Jonathan May-Bowles (26) pleaded guilty last week to assaulting the 80-year-old media tycoon as he gave evidence to the House of Commons Culture, Media and Sport Committee about the phone hacking scandal.
May-Bowles, also known by his comedy stage name 'Jonnie Marbles', disrupted proceedings by launching a paper plate of shaving foam at Mr Murdoch.
Passing sentence at City of Westminster Magistrates' Court in central London, district judge Daphne Wickham condemned his actions in interrupting the evidence Mr Murdoch was giving to the committee, which she said was "of huge importance" to many people.
"This is a parliamentary process, which as you know conducts itself with dignity and in a civilised fashion," she said.
"Everybody else in the room expected that, with one exception -- you.
"You attended those proceedings with only one intention, to disrupt them."
The judge said she took into account the fear of injury felt by Mr Murdoch, who could not have known what was in the foam pie.
Wearing a check lumberjack shirt and black jeans, May-Bowles stood in the dock without reacting as the sentence was passed.
The incident came towards the end of the media mogul's appearance alongside his son, James, before MPs on July 19.
Prosecutor Malachy Pakenham said May-Bowles smuggled the foam pie into the building hidden in an old shirt, which he discarded in bins in the men's toilets.
The protester got into the committee room as a member of the public but seemed to show little interest in the Murdochs' evidence, even appearing to doze off at several points, the court heard.
But shortly after committee chairman John Whittingdale announced that the session was drawing to a close, he got up from his seat and walked over to Mr Murdoch.
Pulling a white paper plate from a black plastic bag, he thrust it into the businessman's face.
Mr Murdoch's wife, Wendi Deng, leapt to his defence, first pushing the protester away and then throwing the plate at him as he was led off.

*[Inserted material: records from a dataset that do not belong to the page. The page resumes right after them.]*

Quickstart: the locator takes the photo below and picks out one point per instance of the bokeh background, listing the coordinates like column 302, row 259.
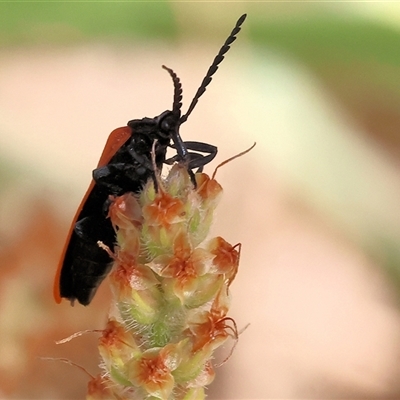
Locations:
column 315, row 204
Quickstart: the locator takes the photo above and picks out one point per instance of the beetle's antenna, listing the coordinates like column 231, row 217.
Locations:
column 214, row 67
column 177, row 103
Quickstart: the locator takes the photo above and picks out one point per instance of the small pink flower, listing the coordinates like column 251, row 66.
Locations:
column 226, row 258
column 212, row 328
column 164, row 210
column 152, row 371
column 186, row 269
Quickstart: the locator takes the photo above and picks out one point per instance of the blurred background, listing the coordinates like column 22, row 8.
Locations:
column 315, row 204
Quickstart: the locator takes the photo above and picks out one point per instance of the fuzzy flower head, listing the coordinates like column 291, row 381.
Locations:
column 171, row 289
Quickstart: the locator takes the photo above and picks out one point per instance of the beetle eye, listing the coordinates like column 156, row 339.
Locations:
column 165, row 125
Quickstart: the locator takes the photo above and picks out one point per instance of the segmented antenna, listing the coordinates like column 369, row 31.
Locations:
column 177, row 103
column 214, row 67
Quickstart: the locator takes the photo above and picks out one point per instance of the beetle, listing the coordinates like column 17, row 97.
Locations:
column 126, row 165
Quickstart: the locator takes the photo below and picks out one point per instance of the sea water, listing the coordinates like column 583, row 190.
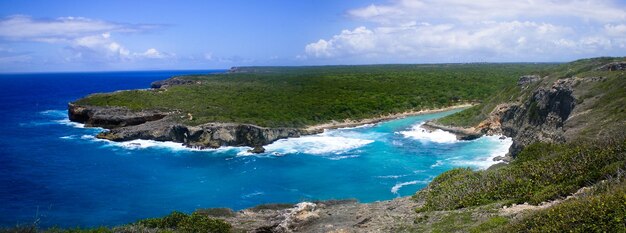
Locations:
column 56, row 173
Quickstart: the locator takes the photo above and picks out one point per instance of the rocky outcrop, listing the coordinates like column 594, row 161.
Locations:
column 171, row 82
column 112, row 117
column 539, row 118
column 126, row 125
column 613, row 66
column 328, row 216
column 528, row 79
column 461, row 133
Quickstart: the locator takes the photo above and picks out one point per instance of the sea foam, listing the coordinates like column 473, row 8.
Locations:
column 436, row 136
column 398, row 186
column 498, row 147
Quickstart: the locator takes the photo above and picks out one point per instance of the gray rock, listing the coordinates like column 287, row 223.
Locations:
column 539, row 118
column 613, row 66
column 170, row 82
column 112, row 117
column 528, row 79
column 126, row 125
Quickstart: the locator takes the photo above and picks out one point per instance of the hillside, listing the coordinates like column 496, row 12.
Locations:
column 255, row 106
column 567, row 170
column 301, row 96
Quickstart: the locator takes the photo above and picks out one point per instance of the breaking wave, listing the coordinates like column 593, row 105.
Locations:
column 436, row 136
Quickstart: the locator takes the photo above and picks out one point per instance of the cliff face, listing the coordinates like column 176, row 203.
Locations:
column 126, row 125
column 539, row 118
column 562, row 110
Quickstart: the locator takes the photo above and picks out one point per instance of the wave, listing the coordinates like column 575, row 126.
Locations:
column 54, row 113
column 398, row 186
column 391, row 176
column 316, row 144
column 436, row 136
column 71, row 123
column 249, row 195
column 139, row 144
column 437, row 164
column 499, row 147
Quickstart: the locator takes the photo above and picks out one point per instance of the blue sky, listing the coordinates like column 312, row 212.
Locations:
column 39, row 36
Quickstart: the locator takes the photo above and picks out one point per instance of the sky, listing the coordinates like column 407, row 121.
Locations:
column 56, row 36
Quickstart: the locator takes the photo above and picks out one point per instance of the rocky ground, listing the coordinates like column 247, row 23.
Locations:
column 329, row 216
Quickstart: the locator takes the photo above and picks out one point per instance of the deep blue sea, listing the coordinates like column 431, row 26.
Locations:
column 55, row 173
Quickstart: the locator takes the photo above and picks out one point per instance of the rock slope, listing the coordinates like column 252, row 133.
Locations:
column 125, row 125
column 547, row 111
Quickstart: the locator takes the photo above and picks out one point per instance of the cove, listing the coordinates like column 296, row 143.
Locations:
column 56, row 172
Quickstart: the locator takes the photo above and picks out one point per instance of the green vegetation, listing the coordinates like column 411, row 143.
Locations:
column 197, row 222
column 181, row 222
column 612, row 92
column 490, row 225
column 300, row 96
column 541, row 172
column 604, row 212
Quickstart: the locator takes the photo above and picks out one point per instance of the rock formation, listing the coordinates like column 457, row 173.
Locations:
column 126, row 125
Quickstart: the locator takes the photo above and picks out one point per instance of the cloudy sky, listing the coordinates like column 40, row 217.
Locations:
column 39, row 36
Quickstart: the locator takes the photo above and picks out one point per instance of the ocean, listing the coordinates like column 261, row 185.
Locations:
column 56, row 173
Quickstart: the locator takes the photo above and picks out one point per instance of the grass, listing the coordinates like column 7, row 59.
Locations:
column 541, row 172
column 612, row 92
column 603, row 212
column 300, row 96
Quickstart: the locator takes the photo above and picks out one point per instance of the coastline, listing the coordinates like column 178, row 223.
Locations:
column 354, row 123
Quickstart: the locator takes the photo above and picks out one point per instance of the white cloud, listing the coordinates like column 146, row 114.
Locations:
column 22, row 27
column 85, row 39
column 436, row 30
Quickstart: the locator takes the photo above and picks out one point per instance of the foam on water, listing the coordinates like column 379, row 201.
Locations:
column 398, row 186
column 316, row 145
column 139, row 144
column 499, row 147
column 436, row 136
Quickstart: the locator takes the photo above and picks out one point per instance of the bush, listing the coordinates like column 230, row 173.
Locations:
column 195, row 222
column 595, row 213
column 541, row 172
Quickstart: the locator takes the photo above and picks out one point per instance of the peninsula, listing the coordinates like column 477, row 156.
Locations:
column 565, row 170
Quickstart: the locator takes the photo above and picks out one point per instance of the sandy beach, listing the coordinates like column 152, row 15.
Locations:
column 354, row 123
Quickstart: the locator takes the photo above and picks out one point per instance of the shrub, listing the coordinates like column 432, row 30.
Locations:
column 594, row 213
column 541, row 172
column 195, row 222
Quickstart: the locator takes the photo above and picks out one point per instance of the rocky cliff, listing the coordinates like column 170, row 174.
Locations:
column 556, row 110
column 126, row 125
column 538, row 118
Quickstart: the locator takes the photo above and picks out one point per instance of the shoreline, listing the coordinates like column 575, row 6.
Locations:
column 355, row 123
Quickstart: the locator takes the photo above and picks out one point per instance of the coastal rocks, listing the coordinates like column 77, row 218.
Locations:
column 112, row 117
column 613, row 66
column 329, row 216
column 214, row 135
column 126, row 125
column 539, row 118
column 170, row 82
column 461, row 133
column 300, row 214
column 528, row 79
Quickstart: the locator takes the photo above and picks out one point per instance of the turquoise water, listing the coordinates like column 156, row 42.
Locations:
column 55, row 172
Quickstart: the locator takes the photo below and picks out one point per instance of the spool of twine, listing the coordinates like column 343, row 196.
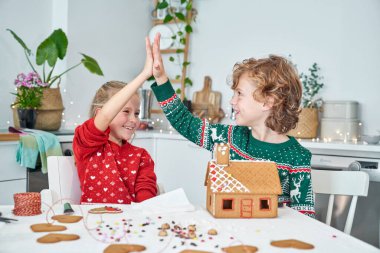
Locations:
column 27, row 204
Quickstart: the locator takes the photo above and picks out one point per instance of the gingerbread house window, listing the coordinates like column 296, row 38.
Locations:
column 265, row 204
column 228, row 204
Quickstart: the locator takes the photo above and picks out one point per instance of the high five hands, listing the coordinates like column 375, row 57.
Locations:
column 153, row 63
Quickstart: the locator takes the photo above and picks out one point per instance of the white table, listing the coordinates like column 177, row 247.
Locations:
column 18, row 237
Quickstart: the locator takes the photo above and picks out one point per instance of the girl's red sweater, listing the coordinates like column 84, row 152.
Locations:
column 110, row 173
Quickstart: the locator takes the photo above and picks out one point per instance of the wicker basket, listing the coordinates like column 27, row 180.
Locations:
column 49, row 115
column 307, row 126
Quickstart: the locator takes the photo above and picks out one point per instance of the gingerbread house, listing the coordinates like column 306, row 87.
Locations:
column 241, row 189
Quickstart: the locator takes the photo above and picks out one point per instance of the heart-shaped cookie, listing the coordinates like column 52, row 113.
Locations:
column 240, row 249
column 46, row 227
column 67, row 218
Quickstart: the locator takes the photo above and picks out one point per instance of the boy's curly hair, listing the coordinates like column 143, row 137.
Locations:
column 274, row 77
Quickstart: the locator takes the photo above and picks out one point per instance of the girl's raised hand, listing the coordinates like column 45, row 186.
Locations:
column 158, row 66
column 148, row 67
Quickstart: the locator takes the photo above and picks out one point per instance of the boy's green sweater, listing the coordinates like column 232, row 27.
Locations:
column 293, row 160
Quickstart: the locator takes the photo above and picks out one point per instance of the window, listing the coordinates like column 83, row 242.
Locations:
column 264, row 204
column 227, row 204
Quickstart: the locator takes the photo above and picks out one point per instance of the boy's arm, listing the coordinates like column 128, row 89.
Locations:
column 301, row 191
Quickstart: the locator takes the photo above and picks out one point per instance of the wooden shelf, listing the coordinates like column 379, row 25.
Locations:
column 161, row 21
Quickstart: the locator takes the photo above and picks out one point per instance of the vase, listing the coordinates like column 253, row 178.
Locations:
column 27, row 118
column 49, row 114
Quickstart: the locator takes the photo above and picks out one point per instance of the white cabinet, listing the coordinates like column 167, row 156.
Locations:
column 178, row 164
column 181, row 163
column 12, row 175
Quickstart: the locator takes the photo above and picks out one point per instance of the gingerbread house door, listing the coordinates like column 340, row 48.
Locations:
column 246, row 208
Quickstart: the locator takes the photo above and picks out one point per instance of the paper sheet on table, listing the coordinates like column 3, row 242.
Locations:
column 174, row 201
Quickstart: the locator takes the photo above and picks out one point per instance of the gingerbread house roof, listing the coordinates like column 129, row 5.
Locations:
column 254, row 177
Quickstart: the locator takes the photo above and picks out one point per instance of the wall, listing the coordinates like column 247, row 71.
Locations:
column 341, row 36
column 113, row 34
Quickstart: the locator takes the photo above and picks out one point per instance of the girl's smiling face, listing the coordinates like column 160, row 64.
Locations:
column 126, row 121
column 248, row 111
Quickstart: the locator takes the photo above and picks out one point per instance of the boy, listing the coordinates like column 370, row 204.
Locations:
column 266, row 100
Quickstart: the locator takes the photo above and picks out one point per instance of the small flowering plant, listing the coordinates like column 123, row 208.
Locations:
column 29, row 90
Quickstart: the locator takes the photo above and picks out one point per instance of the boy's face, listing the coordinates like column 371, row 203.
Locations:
column 248, row 111
column 126, row 121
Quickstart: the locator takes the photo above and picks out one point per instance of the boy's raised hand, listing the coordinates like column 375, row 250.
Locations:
column 148, row 67
column 158, row 66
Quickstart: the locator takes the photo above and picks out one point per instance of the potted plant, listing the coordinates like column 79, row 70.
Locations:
column 28, row 98
column 52, row 49
column 307, row 126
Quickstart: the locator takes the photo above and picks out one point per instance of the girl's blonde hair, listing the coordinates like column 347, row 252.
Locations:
column 104, row 93
column 275, row 77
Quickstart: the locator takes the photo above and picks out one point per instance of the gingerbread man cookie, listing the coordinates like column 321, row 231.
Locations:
column 105, row 209
column 67, row 218
column 291, row 243
column 124, row 248
column 53, row 238
column 47, row 227
column 240, row 249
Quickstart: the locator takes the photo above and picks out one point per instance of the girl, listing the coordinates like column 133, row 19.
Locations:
column 110, row 169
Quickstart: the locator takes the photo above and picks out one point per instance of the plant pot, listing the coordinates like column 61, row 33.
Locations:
column 307, row 126
column 27, row 118
column 49, row 114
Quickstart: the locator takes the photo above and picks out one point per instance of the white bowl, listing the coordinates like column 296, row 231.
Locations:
column 371, row 139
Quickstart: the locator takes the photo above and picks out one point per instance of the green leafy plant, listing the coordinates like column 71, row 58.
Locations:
column 184, row 29
column 311, row 86
column 49, row 51
column 29, row 91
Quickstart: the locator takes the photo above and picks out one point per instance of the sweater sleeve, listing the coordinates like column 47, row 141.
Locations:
column 88, row 139
column 146, row 181
column 301, row 191
column 196, row 130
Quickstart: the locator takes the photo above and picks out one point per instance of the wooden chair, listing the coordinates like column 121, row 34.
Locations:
column 64, row 183
column 349, row 183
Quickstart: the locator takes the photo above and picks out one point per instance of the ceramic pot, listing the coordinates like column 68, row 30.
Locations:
column 49, row 114
column 27, row 118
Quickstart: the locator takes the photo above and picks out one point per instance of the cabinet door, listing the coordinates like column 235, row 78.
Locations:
column 182, row 164
column 147, row 144
column 8, row 188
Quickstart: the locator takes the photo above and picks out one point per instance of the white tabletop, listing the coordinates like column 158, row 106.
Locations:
column 290, row 224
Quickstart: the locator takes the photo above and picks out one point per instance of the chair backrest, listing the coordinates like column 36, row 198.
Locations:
column 63, row 179
column 349, row 183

The media tycoon confirmed in a statement to police that the shaving cream made contact with his skin and clothes.
One police officer described the "bedlam" that followed the attack, with journalists pushing forward and the public trying to get out of the room.
The court heard that Mr Murdoch did not support the charge of assault but the Crown Prosecution Service decided to proceed with the case.
May-Bowles, of Edinburgh Gardens, Windsor, Berkshire, admitted assault and causing harassment, alarm or distress.
Tim Greaves, defending, said the part-time stand-up comic intended to "make a statement" through his actions.
"Slapstick and throwing pies dates back to the 1900s as a recognised form of protest," he said.
"He intended to express how he was feeling and how he believed the British public were feeling, and he sought to do that in the least harmful way he could."